Endobronchial Ultrasound Bronchoscopy (EBUS) Procedure
April 25, 2022
What Is EBUS Bronchoscopy?
The moment when we hear the word “EBUS”, we tend to naturally misinterpret it as something related to travel and transport. But, the word EBUS in Pulmonology refers to Endobronchial Ultrasound, a minimally invasive bronchoscopic procedure performed by Pulmonologists which provides a real-time ultrasound imaging of the lung and mediastinum and helps to obtain tissue via Transbronchial needle aspirations (TBNA), fine needle biopsies (FNB) and core biopsy for diagnosing lung cancer and stage them to assess operability, re-diagnosis & staging in case of progressive lung and other metastatic tumours, inflammatory conditions, chronic granulomatous infections and rare autoimmune conditions.

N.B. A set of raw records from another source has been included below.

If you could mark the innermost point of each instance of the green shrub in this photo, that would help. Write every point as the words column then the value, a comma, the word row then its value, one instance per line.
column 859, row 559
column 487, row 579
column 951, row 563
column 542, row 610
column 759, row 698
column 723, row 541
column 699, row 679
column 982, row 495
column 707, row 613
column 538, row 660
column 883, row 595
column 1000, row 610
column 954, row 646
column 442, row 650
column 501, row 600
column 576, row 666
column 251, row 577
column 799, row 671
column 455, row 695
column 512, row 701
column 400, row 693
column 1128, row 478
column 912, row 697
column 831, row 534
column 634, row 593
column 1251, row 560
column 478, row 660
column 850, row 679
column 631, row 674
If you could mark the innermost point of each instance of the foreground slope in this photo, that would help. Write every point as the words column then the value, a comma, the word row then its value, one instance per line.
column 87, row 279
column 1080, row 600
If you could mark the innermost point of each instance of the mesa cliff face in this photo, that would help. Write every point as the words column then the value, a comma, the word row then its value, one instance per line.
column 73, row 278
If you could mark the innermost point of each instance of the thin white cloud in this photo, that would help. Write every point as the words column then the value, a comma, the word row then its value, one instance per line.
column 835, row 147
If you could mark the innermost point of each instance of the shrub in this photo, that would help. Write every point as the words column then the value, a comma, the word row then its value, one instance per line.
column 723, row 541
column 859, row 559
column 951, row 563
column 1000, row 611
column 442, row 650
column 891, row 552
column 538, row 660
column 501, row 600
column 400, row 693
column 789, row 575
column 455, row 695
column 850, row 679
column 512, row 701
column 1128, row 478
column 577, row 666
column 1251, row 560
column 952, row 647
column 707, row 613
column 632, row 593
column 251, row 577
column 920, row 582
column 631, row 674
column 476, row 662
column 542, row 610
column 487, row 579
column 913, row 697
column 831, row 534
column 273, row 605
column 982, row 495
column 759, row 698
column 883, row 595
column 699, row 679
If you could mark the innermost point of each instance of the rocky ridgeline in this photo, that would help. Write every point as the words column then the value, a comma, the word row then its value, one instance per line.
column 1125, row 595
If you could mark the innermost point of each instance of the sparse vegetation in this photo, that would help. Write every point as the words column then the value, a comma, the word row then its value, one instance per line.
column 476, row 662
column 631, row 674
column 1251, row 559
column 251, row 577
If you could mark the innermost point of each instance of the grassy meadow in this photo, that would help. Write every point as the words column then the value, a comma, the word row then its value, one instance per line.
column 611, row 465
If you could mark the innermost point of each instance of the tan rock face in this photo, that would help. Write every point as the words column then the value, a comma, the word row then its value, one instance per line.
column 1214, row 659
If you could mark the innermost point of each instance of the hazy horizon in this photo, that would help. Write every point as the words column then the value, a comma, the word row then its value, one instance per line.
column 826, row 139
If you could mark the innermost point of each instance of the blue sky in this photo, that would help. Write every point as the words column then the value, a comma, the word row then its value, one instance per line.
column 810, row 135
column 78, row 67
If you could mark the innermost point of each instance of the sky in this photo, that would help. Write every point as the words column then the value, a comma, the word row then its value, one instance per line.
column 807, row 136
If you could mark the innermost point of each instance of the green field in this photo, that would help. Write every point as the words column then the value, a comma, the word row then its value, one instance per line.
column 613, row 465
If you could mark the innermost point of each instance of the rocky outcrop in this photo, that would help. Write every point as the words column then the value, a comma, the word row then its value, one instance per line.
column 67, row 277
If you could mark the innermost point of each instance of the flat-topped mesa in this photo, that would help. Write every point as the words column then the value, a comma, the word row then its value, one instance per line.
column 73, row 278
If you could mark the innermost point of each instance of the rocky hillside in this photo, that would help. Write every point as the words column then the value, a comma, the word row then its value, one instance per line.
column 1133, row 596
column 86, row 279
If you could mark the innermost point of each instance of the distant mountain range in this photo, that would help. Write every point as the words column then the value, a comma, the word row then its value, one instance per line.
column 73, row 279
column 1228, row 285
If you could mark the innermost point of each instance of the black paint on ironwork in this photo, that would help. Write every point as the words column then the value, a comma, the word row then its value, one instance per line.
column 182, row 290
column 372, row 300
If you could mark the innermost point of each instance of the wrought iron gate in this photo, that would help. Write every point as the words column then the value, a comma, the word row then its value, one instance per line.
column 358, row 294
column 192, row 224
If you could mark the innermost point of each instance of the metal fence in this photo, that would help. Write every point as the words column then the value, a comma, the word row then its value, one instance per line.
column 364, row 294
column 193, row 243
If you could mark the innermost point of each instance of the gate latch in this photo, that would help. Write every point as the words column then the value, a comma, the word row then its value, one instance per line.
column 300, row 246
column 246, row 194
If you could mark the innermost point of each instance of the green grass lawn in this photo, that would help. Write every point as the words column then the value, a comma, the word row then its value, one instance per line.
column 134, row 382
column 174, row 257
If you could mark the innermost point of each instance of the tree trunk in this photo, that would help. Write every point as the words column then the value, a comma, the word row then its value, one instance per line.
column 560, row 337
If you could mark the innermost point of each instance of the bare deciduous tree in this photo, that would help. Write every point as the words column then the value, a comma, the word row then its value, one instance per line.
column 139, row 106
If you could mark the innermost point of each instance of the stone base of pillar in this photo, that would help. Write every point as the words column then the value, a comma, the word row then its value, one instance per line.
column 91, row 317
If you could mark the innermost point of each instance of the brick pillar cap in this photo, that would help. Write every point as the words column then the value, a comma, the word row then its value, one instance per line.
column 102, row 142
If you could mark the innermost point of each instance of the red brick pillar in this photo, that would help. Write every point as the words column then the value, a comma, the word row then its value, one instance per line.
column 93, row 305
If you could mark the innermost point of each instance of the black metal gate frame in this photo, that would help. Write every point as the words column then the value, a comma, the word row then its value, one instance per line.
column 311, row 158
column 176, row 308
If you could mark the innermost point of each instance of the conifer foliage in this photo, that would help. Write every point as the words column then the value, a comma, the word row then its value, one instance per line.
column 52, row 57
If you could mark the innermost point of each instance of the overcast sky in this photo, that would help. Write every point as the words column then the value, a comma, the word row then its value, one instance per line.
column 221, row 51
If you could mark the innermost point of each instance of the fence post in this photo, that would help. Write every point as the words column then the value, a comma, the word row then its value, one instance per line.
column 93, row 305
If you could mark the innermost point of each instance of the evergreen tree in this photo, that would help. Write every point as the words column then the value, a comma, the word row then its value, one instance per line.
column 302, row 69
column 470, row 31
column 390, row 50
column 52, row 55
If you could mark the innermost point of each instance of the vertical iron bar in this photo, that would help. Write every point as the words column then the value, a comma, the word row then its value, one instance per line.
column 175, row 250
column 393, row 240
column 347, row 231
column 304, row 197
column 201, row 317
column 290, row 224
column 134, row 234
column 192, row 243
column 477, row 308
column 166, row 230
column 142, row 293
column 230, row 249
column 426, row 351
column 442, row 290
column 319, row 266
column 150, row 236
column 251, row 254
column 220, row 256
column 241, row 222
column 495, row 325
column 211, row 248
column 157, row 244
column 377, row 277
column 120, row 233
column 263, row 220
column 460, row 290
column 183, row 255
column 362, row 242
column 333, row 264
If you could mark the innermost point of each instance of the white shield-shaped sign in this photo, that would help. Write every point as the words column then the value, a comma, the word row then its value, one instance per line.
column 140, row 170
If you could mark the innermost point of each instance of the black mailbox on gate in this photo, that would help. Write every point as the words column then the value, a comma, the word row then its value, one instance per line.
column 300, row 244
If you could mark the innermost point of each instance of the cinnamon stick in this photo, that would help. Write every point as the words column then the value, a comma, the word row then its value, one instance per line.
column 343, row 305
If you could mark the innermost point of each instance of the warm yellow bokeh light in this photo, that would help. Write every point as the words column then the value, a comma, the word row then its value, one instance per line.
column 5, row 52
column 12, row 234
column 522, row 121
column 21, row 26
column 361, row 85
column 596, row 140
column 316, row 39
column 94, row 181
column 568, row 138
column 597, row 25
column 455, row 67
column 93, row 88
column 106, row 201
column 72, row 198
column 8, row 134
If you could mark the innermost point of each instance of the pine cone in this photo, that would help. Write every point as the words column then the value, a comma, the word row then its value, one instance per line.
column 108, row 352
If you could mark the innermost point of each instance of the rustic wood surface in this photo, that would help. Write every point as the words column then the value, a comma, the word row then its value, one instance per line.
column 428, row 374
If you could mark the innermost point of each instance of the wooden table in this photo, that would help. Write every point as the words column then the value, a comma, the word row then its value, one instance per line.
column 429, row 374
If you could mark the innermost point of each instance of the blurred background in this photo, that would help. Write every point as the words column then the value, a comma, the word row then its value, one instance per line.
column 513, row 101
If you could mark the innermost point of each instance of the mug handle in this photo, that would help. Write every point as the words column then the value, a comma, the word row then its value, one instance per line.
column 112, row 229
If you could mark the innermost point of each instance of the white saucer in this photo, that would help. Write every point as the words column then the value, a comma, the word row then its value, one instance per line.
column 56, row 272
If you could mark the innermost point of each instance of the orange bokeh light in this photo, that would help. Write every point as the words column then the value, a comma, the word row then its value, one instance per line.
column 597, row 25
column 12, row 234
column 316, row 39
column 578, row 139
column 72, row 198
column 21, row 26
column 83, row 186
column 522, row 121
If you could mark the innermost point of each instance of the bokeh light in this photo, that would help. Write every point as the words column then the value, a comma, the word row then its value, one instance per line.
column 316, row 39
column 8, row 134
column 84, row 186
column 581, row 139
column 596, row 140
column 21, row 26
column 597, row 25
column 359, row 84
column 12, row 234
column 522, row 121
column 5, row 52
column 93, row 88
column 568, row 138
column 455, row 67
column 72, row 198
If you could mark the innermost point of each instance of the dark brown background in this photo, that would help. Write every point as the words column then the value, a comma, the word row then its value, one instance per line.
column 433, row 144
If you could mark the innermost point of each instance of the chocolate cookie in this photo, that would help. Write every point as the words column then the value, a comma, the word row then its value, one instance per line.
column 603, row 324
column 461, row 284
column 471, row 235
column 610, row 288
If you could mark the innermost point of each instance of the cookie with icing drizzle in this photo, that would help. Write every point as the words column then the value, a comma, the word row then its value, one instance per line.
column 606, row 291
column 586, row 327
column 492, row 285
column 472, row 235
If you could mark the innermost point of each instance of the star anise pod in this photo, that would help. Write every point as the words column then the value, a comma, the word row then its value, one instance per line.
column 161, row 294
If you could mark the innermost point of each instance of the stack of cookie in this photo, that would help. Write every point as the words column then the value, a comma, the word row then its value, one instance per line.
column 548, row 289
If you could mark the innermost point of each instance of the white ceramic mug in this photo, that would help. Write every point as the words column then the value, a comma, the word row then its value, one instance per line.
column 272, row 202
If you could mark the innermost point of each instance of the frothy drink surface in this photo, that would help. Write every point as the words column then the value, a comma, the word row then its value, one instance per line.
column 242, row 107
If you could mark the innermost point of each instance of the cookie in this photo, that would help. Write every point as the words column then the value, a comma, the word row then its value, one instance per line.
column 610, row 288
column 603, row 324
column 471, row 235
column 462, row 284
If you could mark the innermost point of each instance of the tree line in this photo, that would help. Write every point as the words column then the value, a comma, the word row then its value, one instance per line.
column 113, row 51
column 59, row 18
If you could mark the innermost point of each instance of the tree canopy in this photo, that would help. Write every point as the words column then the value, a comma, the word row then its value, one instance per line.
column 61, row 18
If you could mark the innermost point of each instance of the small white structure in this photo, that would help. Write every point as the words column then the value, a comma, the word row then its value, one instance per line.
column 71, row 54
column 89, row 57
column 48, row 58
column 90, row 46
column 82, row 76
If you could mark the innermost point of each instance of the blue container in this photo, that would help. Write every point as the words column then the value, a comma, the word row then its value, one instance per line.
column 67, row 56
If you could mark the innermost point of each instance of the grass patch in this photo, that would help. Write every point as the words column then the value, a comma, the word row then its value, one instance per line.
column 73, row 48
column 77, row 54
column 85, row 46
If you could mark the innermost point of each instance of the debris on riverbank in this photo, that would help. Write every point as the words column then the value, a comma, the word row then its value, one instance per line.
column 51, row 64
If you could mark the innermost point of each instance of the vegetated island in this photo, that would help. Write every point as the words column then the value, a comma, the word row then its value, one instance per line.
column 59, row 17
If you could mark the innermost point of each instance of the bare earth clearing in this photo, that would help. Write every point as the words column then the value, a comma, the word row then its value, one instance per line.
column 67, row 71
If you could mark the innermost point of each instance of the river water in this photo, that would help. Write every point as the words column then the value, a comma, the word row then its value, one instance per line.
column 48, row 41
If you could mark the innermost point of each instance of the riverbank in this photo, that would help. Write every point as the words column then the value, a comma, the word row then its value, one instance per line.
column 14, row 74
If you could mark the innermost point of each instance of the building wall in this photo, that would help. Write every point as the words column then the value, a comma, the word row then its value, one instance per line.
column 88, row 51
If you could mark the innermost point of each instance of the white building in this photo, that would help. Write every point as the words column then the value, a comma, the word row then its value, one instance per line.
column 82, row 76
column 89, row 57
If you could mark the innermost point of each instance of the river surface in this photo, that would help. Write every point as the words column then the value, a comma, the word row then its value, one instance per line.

Just like any other diagnostic tool such as Endoscopy, Colonoscopy or Coronary Angiogram, EBUS-TBNA is a semi-invasive procedure performed by Interventional Pulmonologists by manoeuvring the flexible EBUS Scope through the mouth/ nasal cavity into the trachea (windpipe) to visualize the lesion using low frequency (5-15Hz) real time ultrasound probe with great accuracy. It further enables to perform a FNA or biopsy without obvious pain or any other major complications that we may usually encounter in mediastinoscopy or other invasive thoracic procedures.
What is TBNA?
Before the invention of EBUS, Conventional TBNAs (also referred to as blind TBNA in layman terms) were performed in the later half of the 20th century which had variable diagnostic accuracy of 40-75% and resulted in more than a few complications. It also resulted in false negative reports which has more often led to a complicated path. But, after the revolutionary invention of EBUS by Yasufuku and colleagues, Japan in 2004, it has slowly but steadily become the diagnostic modality of choice for sampling the mediastinum and peribronchial areas of the lung and has a diagnostic accuracy of > 90% for detection of lung cancer, more than 95% in tuberculosis and other granulomatous infections and approximately 80-85% in sarcoidosis.
What can EBUS Diagnose?
In the case of Mediastinal lesions (masses and nodes), symptoms are non-specific and vague and even may be completely asymptomatic (nearly 40-60%) and identified on incidental imaging (e.g. a CT Chest as part of master health check-up/ insurance/ job fitness). But if a person has symptoms such as cough with or without sputum production, breathing difficulty, chest pain, blood in sputum, difficulty in swallowing, recent change in voice, loss of weight and appetite, chest discomfort, wheezing and noisy breathing they often point towards some underlying disease. In an era of precision and personalized medicine where “tissue is the issue” a confirmatory diagnosis to the varied etiology with utmost accuracy is possible with EBUS, thereby it helps to overcome the diagnostic dilemma leading to undue delay in appropriate treatment as well as unwarranted treatment.
EBUS is not only known for its accuracy but also for its safety. It is extremely safe (99.3%) with minimal complications such as minor bleeding, cough, fever and in rare cases mediastinitis. Recently Pulmonologists especially in the last decade have started to use the EBUS Scope in the esophagus and procure samples from mediastinum, a technique popularly referred to as “EUS-B-FNA” in the field of Pulmonology. It is of use especially in high-risk pulmonary patients who may not tolerate a bronchoscopy and is associated with minimal complications.
What is EBUS TBNA Test?
EBUS-TBNA is a day care procedure and it takes approximately 30-60 minutes depending on the indication. Even if we were to include the recovery and observation time it does not usually take more than 4 hours. Unlike major surgeries or other complicated procedures, the patient may not be subjected to general anaesthesia but can be performed under ‘conscious sedation’ (a term used by the British Society of Anaesthesiologists refers to a sedation where verbal contact with patient is possible throughout the procedure) making a sophisticated procedure simplified for both patients and the bronchoscopist.
Besides, there are only a few and far-fetched centres with this expertise in our city and only handful in the entire state with a fully functional set-up, including ours, thereby, enabling to unlock the door to lung and mediastinum lesions which were treated empirically since time immemorial and even in this modern age without any obvious cytological or histopathological confirmation. Yet, there seems to be an appalling paucity of awareness about EBUS among our patients and physicians alike as well as the general public. I conclude this message with a small quote, “Knowledge is Wealth” & We at the Department of Pulmonary Medicine, Rela multispeciality hospital have the luxury of EBUS with us and I have put an earnest effort to provide a glimpse of this modality through my letter, which has changed the landscape of Interventional Pulmonology across the Globe, something akin to coronary angiogram (CAG) in Cardiology.